However, identifying suitable CVs is often non-trivial, especially for systems where the slowest collective motions are not obvious. In recent years, machine learning–based approaches have shown promise in automatically discovering meaningful CVs. For practical examples, you can explore the mlcolvar package, which implements some data-driven methods.

Free Energy

We often care about the free energy of a system, as it serves as a measure of its stability. In the NVT ensemble, the Helmholtz free energy is defined as

\[F = -\frac{1}{\beta} \ln Z = -\frac{1}{\beta} \ln \int \mathrm{e}^{-\beta U(\mathbf{x})} \, \mathrm{d}\mathbf{x}\]

By selecting a collective variable (CV) $ \theta(\mathbf{x}) $, we effectively group together all configurations that share the same value of $ \theta $. This corresponds to the marginal probability along $ \theta $, which can be expressed using a Dirac delta function:

\[p(\theta) = \frac{1}{Z} \int \mathrm{e}^{-\beta U(\mathbf{x})} \, \delta(\theta - \theta(\mathbf{x})) \, \mathrm{d}\mathbf{x} = \frac{Z_\theta}{Z}\]

We can then define the free energy along this coordinate, often referred to as the free energy profile or potential of mean force (PMF) (these two terms are generally interchangeable) as

\[F(\theta) = -\frac{1}{\beta} \ln Z_{\theta} = -\frac{1}{\beta} \ln p(\theta) + \text{const.} = -\frac{1}{\beta} \ln \int \mathrm{e}^{-\beta U(\mathbf{x})} \, \delta(\theta - \theta(\mathbf{x})) \, \mathrm{d}\mathbf{x} + \text{const.}\]
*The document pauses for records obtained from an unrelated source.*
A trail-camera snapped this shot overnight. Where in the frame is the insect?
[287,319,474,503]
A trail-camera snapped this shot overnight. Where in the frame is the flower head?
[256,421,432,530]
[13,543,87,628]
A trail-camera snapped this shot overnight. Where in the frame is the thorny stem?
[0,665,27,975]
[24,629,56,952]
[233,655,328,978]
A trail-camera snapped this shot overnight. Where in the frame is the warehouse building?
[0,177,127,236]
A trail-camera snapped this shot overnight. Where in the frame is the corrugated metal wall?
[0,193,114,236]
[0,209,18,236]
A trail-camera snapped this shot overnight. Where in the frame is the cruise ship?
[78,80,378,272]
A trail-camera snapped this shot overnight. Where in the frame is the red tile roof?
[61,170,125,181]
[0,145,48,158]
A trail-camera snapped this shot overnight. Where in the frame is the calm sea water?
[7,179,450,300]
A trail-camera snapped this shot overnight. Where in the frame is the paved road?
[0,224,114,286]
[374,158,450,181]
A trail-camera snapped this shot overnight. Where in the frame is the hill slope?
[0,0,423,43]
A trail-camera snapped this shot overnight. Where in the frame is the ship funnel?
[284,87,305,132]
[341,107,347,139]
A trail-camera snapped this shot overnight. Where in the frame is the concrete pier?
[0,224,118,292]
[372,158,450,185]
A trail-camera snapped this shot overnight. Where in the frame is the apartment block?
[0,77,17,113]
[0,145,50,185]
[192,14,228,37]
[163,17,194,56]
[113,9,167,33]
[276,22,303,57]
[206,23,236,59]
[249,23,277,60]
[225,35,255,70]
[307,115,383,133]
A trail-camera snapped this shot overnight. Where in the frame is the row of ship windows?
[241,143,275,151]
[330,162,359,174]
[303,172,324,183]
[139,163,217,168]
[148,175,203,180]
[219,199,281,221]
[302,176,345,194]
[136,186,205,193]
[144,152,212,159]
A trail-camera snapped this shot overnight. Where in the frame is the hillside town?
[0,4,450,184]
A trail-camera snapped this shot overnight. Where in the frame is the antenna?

The constant term is unimportant since we can choose an arbitrary reference level for the free energy. Thus, the free energy profile can be written as

\[F(\theta) = -\frac{1}{\beta} \ln p(\theta) = -\frac{1}{\beta} \ln \int \mathrm{e}^{-\beta U(\mathbf{x})} \, \delta(\theta - \theta(\mathbf{x})) \, \mathrm{d}\mathbf{x} = -\frac{1}{\beta} \ln \langle \delta(\theta - \theta(\mathbf{x})) \rangle\]

Estimating Free Energy from Simulation

From the previous derivation, we know that estimating the free energy profile reduces to estimating the probability distribution of a given CV $p(\theta)$. A common and effective method for this is Kernel Density Estimation (KDE).

If we have sampled a set of configurations and computed their corresponding CV values $\lbrace \theta(\mathbf{x}_i) \rbrace _{i=1}^M$ , then the estimated distribution is given by

\[p(\theta) = \frac{1}{M} \sum_{i=1}^M K_h \big(\theta - \theta(\mathbf{x}_i)\big),\]

where $K$ is the kernel function, and $h$ is the bandwidth (a smoothing parameter). A larger bandwidth results in a smoother estimate, while a smaller one makes the distribution appear more peaked, approaching a delta function.

There are various choices of kernels; the most common one is the Gaussian kernel:

\[K_h(x) = \frac{1}{\sqrt{2\pi}h} \, \mathrm{e}^{-\frac{x^2}{2h^2}}.\]

If the configurations are sampled from a biased distribution, as discussed in the previous post, we can correct for this bias using a weighted KDE:

\[p(\theta) = \frac{1}{M} \sum_{i=1}^M w_i \, K_h(\theta - \theta_i), \quad w_i = \frac{\mathrm{e}^{\beta U_b(\theta(\mathbf{x}_i))}}{\sum\limits_{i=1}^M \mathrm{e}^{\beta U_b(\theta(\mathbf{x}_i))}}.\]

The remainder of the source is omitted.